There was another character he did that wasn't as popluar as Nosmo King, the name was Randy Rocket.
i don't quite remember the magic wand, but i remember the Magic Sword. Saw a picture of it in a Post Gazette article on Shannon (he went to Florida after he retired n'at) 10 years after he retired. Shannon died in 1995 i believe, he was 85 years old...He is and will continue to be missed.
Can you believe that? Nosmo was the older brother of Nopar King. I thought everyone knew that.
I don't know for sure, but I suppose it is possible that Nick was set-up as a fall guy to cover up for state involvement in the scandal.
Here's some excerpts from his obit in today's Post-Gazette:
Mr. Perry, who didn't testify during the trial, later complained about his legal representation and that he never got to tell his side of the story in court.
Days after he was convicted, he told KDKA's Burns, "It's a nightmare. I can't believe it. I wake up at night shaking my head. Why would I get involved in something like this? I was making good money. They were the best years of my life, actually. I had too many things going for me. I didn't need this."
He continued the theme in a 1988 Post-Gazette interview, the first time he spoke in depth about the case after his release from prison.
"No one in my family and none of my close friends ever hit the three sixes," he said. "Why wouldn't I give it to them -- my family, who could have used the money?"
In the 1988 interview, Mr. Perry said the bitterness he once felt was gone and he tried not to fret about the past.
"My philosophy is just work in the present and look forward to the future. When you try to live in the past, you grow old too fast and there's no gain. I can honestly say I have no vindictiveness in me. I don't hate the people involved, and I feel God willed it that way."
His bitterness began to abate as he sat in prison and read what a minister passed along to him -- the Bible and a book by Charles Colson, the former aide to President Richard Nixon who found religion while in prison for Watergate. "I put myself in mind that I was back in the service and that this was another stint in my military life," he said.
Still, he endured taunts from inmates who saddled him with the nickname Triple Sixes. Describing the process of stripping down and being doused with bug repellent and handed a foul-smelling soap to wash his hair when he entered prison, he said, "It's like taking the spine out of a person."

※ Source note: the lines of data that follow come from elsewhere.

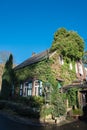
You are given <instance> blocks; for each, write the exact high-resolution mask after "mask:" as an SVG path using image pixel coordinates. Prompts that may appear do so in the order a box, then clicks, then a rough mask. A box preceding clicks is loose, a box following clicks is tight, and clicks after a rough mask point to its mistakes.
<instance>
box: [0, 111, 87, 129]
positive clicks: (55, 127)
mask: <svg viewBox="0 0 87 130" xmlns="http://www.w3.org/2000/svg"><path fill="white" fill-rule="evenodd" d="M42 125H43V126H42ZM36 129H37V130H87V119H84V120H83V119H82V120H77V121H74V122H71V123H68V124H65V125H62V126H56V125H48V126H45V125H44V124H40V123H34V122H32V121H31V120H29V119H24V118H19V117H16V116H9V115H8V114H5V113H2V112H0V130H36Z"/></svg>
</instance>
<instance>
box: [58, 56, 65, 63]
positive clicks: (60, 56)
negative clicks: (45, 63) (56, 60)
mask: <svg viewBox="0 0 87 130" xmlns="http://www.w3.org/2000/svg"><path fill="white" fill-rule="evenodd" d="M59 63H60V65H63V64H64V61H63V57H62V56H59Z"/></svg>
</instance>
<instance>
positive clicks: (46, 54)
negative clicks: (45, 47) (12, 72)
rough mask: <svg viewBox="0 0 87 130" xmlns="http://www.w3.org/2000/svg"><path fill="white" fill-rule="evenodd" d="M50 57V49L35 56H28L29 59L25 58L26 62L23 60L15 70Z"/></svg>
mask: <svg viewBox="0 0 87 130" xmlns="http://www.w3.org/2000/svg"><path fill="white" fill-rule="evenodd" d="M48 57H49V51H48V50H46V51H43V52H41V53H39V54H35V55H34V56H32V57H30V58H28V59H27V60H25V61H24V62H22V63H21V64H19V65H18V66H16V67H15V68H14V70H18V69H22V68H24V67H27V66H29V65H32V64H35V63H37V62H39V61H42V60H43V59H46V58H48Z"/></svg>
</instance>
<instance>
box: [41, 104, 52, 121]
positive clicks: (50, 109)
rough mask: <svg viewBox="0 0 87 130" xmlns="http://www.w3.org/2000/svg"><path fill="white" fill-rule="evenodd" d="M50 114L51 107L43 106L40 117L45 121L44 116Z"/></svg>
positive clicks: (45, 116)
mask: <svg viewBox="0 0 87 130" xmlns="http://www.w3.org/2000/svg"><path fill="white" fill-rule="evenodd" d="M51 113H52V107H51V106H46V105H43V106H42V108H41V111H40V117H41V118H44V120H45V118H46V116H48V115H51Z"/></svg>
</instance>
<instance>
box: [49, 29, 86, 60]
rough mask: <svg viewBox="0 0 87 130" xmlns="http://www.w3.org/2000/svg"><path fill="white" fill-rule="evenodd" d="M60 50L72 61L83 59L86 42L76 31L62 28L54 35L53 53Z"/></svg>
mask: <svg viewBox="0 0 87 130" xmlns="http://www.w3.org/2000/svg"><path fill="white" fill-rule="evenodd" d="M55 50H59V52H60V54H62V55H63V56H64V57H67V58H70V59H74V60H77V59H81V58H82V56H83V54H84V40H83V39H82V38H81V37H80V36H79V35H78V34H77V33H76V32H74V31H67V30H66V29H65V28H60V29H59V30H57V31H56V32H55V34H54V41H53V43H52V47H51V49H50V51H51V52H53V51H55Z"/></svg>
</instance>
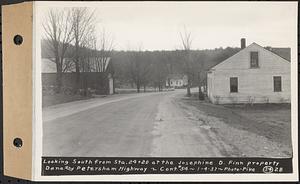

In 1980, Mr. Perry's son Chris wrote a letter to the editor of The Pittsburgh Press proclaiming his father's innocence.
"He couldn't. He wouldn't. Not Nick Perry," the letter said. It went on to mention two honorable medical discharges from the Air Force and Navy in Mr. Perry's scrapbook. He had blacked out during a training flight, and the problem was diagnosed as a heart murmur. He re-enlisted in the Navy, only to have the murmur found again.
He said his dad worked on Christmas morning even though he didn't have to, because it wouldn't be fair to ask someone else to take his place.
In a 1982 letter to the editor published in the Post-Gazette, Chris Perry said his father was made into a scapegoat and offered his theory as to why.
"I am one of many who watched helplessly as the state manufactured a case to shift the publicity away from one of their own and on to another. Not just any scapegoat would suffice. This person would have to have a high profile. Someone who could corner the entire attention of the media. Someone who could transfer the public focus from political corruption and coverup to a soap opera drama of a man's life falling into ruin before the camera."